Of course, the main difference with the BlackWidow V4 75% is the hot-swappable sockets that let you switch out Razer’s stock switches and keycaps. Throw in reds, blues, browns, banana splits — whatever switches you want in there because it’s your keyboard and you can customize it to your heart’s content whenever you feel like it.

Razer included its own third-gen pre-lubed orange mechanical switches, which have been improved for a better tactile feel. No one is stopping you from installing your own keycaps, though, especially if you want them in Elvish or Dwarvish.

Razer does at least seem to understand that mechanical keyboard builders are chasing that satisfying “thock” when they type and says its latest model will have a ”full, satisfying sound” thanks to two layers of dampening sound foam along with its orange switches.

There’s so much that goes into making a pre-built gaming keyboard sound good.

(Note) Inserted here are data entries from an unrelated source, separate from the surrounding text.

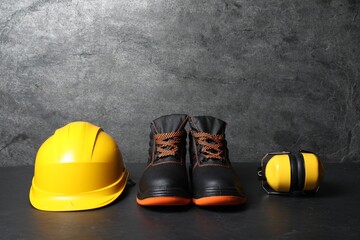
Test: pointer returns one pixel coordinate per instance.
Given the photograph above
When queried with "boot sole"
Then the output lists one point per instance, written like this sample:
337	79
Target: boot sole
163	201
219	200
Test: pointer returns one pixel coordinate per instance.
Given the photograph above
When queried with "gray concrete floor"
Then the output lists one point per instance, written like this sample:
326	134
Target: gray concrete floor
333	213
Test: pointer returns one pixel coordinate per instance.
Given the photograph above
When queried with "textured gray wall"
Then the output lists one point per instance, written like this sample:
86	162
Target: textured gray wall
283	74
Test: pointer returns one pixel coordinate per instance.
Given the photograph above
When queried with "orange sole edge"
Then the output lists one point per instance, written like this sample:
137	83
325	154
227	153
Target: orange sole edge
163	201
219	201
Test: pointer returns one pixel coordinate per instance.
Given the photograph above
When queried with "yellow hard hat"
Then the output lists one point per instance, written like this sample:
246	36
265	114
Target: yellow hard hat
80	167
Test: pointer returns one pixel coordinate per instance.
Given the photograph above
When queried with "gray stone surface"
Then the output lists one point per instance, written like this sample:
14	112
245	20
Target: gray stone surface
283	74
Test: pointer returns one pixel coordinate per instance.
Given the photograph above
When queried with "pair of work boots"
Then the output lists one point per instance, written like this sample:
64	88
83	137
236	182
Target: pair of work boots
164	181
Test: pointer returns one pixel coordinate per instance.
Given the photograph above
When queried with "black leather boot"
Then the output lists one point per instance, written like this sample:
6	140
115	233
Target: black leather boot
165	181
214	181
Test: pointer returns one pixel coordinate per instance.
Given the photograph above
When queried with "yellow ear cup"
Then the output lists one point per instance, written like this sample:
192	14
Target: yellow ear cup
278	173
284	172
313	171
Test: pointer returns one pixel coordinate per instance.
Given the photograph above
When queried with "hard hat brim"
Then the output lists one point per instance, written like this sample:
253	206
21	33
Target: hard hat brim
48	201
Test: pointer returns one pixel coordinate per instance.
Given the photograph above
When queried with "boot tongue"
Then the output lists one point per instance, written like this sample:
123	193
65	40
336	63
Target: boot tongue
208	124
170	123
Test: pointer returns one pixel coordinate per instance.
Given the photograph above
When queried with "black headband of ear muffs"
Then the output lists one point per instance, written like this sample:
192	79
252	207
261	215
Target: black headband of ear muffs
297	172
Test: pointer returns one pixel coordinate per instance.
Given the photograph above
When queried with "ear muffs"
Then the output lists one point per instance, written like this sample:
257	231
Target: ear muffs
285	172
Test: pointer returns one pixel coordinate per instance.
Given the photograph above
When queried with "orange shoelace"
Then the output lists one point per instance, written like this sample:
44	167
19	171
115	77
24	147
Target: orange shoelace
168	143
212	144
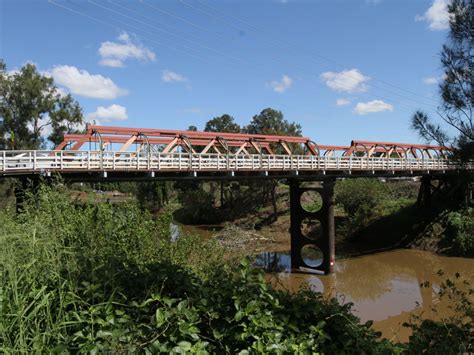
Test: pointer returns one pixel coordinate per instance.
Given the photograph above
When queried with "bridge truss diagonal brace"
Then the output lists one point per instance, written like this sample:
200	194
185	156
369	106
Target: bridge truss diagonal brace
326	240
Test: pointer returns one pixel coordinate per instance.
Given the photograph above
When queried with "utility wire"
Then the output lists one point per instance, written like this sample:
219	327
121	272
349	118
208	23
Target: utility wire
309	52
186	53
165	31
123	29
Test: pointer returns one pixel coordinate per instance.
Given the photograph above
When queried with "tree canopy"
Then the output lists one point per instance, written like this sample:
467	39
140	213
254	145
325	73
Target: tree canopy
271	121
31	107
456	89
224	123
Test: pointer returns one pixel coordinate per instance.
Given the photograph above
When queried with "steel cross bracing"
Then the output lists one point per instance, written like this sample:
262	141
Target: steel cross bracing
126	150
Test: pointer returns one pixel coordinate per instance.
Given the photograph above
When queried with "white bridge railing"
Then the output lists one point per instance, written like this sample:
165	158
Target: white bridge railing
79	161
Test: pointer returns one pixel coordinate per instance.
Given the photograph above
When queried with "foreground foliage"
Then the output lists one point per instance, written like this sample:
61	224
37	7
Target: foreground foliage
449	335
107	278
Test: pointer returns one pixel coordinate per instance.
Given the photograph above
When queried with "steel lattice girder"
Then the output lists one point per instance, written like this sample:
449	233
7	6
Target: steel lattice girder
222	142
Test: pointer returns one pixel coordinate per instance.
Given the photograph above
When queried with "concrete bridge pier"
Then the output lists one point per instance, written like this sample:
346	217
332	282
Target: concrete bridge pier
22	185
324	240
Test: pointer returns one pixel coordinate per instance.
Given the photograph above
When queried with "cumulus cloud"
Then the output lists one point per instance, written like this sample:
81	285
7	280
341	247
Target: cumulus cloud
107	114
437	15
281	86
82	83
114	54
346	81
342	102
363	108
169	76
432	80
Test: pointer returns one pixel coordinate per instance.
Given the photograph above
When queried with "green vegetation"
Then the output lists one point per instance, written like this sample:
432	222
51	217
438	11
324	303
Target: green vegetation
460	230
456	88
365	200
107	278
29	103
449	335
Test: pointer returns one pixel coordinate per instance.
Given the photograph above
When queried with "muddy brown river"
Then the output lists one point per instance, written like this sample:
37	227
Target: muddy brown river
384	287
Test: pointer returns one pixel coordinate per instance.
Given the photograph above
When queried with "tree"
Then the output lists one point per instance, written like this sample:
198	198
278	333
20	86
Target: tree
29	104
457	89
224	123
271	121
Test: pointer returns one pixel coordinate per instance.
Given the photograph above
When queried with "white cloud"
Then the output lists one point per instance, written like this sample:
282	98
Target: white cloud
363	108
169	76
110	62
342	102
113	54
106	114
281	86
432	80
82	83
346	81
192	110
437	15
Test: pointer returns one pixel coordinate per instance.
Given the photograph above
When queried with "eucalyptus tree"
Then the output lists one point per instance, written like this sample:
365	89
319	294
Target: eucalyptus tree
34	110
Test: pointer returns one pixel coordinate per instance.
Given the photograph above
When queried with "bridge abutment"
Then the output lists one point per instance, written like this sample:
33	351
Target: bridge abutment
325	239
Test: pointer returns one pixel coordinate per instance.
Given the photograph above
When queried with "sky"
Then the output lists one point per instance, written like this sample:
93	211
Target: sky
343	69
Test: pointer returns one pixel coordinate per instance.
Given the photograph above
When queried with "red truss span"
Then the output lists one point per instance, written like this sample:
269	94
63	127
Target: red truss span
121	139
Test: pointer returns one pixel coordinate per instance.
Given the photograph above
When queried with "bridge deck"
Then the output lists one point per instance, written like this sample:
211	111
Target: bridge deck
41	162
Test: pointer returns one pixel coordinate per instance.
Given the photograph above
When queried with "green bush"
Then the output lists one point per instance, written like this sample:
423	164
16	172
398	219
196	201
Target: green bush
107	278
460	230
361	199
449	335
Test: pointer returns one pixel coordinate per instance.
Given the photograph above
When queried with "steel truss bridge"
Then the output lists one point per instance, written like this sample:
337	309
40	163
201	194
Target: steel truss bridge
135	153
116	153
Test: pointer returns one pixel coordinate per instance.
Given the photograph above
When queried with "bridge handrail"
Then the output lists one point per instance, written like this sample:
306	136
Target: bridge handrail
51	160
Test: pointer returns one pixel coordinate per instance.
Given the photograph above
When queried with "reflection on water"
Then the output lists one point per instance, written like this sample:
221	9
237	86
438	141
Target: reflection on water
384	287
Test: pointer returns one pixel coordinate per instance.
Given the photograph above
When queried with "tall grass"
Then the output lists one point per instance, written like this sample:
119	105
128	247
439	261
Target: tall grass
58	258
106	278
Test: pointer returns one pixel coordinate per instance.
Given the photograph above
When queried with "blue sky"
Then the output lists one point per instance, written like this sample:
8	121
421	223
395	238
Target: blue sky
344	70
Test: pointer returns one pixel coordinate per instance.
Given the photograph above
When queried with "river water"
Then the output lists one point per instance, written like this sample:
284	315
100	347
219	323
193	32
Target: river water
384	287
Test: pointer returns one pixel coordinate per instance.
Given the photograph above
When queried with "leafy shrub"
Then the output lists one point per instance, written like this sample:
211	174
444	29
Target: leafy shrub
361	199
449	335
460	230
106	278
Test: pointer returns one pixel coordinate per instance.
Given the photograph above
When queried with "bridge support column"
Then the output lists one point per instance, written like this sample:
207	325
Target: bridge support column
20	188
325	241
424	194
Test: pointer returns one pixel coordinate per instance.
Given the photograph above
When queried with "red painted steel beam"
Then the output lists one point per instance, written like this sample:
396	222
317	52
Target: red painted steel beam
192	134
401	145
76	138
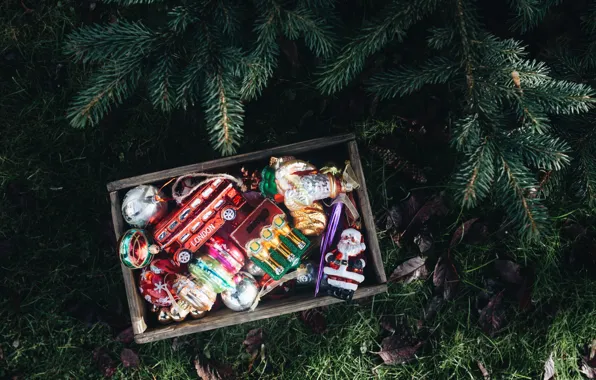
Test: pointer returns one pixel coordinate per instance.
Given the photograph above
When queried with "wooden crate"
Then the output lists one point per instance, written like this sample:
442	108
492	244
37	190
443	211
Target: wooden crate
145	330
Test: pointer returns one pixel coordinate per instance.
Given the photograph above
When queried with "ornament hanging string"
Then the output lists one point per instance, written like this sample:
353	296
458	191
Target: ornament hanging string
179	198
328	238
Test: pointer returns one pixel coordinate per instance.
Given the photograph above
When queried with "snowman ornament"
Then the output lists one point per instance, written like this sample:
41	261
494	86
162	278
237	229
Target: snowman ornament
344	266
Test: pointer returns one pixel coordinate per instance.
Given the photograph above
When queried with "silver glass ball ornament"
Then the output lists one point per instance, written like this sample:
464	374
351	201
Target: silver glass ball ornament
253	269
243	295
143	205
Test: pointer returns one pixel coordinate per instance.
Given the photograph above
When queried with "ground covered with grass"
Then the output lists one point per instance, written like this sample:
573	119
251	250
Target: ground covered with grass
505	307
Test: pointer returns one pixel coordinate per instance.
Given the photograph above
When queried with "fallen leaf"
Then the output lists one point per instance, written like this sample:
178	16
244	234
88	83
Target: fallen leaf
446	276
461	231
253	341
433	307
549	368
206	372
409	269
104	362
394	218
424	241
315	320
126	336
483	370
392	352
509	271
129	358
587	370
433	207
439	274
492	315
388	324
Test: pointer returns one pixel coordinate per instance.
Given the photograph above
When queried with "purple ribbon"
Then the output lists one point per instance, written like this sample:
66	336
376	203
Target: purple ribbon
328	238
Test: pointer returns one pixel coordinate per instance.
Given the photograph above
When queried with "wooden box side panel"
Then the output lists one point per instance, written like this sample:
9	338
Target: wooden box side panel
229	317
296	148
367	216
135	302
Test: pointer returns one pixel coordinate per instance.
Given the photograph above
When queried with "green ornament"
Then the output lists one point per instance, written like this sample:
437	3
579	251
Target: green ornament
267	186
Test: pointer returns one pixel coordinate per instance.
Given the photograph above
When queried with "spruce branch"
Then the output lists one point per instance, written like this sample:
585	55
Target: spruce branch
474	178
162	90
398	17
516	189
563	97
466	133
529	13
405	80
96	43
541	151
110	86
224	111
317	34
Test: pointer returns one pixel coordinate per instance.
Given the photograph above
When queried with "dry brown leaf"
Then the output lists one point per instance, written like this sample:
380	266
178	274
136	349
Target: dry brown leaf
126	336
509	271
408	269
483	370
549	368
461	231
205	372
492	315
392	355
129	358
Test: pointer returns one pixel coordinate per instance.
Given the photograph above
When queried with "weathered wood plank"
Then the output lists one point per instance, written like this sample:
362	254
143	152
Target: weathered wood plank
374	250
290	149
228	317
136	304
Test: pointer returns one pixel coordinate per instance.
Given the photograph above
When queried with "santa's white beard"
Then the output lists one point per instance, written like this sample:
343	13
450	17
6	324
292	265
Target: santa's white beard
350	249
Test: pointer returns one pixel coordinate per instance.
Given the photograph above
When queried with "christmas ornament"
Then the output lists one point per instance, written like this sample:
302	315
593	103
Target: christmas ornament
155	290
307	274
253	269
328	238
135	249
269	241
200	215
345	265
193	293
300	186
143	205
244	293
209	272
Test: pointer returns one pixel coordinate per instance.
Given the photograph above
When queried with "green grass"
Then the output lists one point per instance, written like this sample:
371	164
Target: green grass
55	247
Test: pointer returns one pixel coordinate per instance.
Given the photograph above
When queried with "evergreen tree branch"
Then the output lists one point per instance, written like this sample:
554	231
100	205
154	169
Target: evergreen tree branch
263	59
474	178
514	185
540	150
317	34
161	89
529	13
224	111
466	133
96	43
405	80
398	17
111	85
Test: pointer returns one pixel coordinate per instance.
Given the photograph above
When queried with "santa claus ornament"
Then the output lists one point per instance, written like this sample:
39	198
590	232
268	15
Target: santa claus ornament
344	266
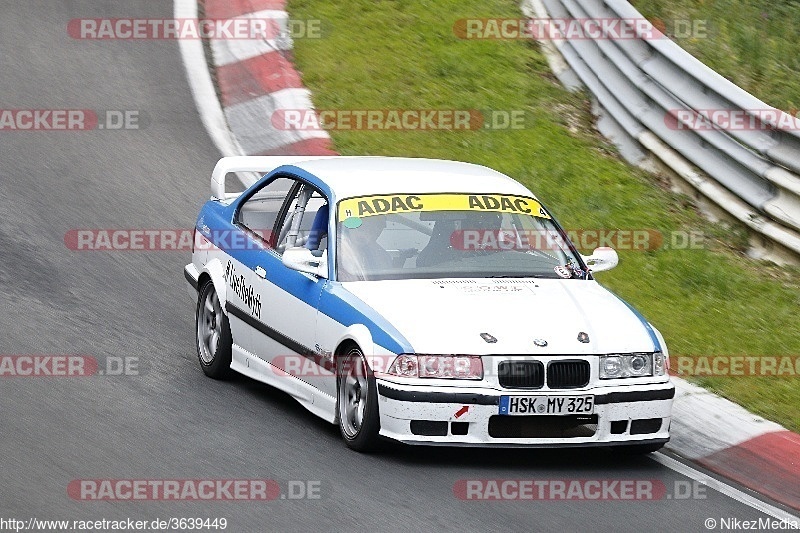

The blacked-out version of the BlackWidow V4 75% is already available at Razer’s website and retailers, starting at $189.99. Razer says it’s working on a white version that will go for $199.99 and release in mid-September. That may cost more than some of the more budget builds out there from Keychron, but Razer is most likely targeting those who are too shy to start from scratch with their own custom-built keyboard.

The roller and media keys mean you won’t miss any functionality with the 75 percent layout.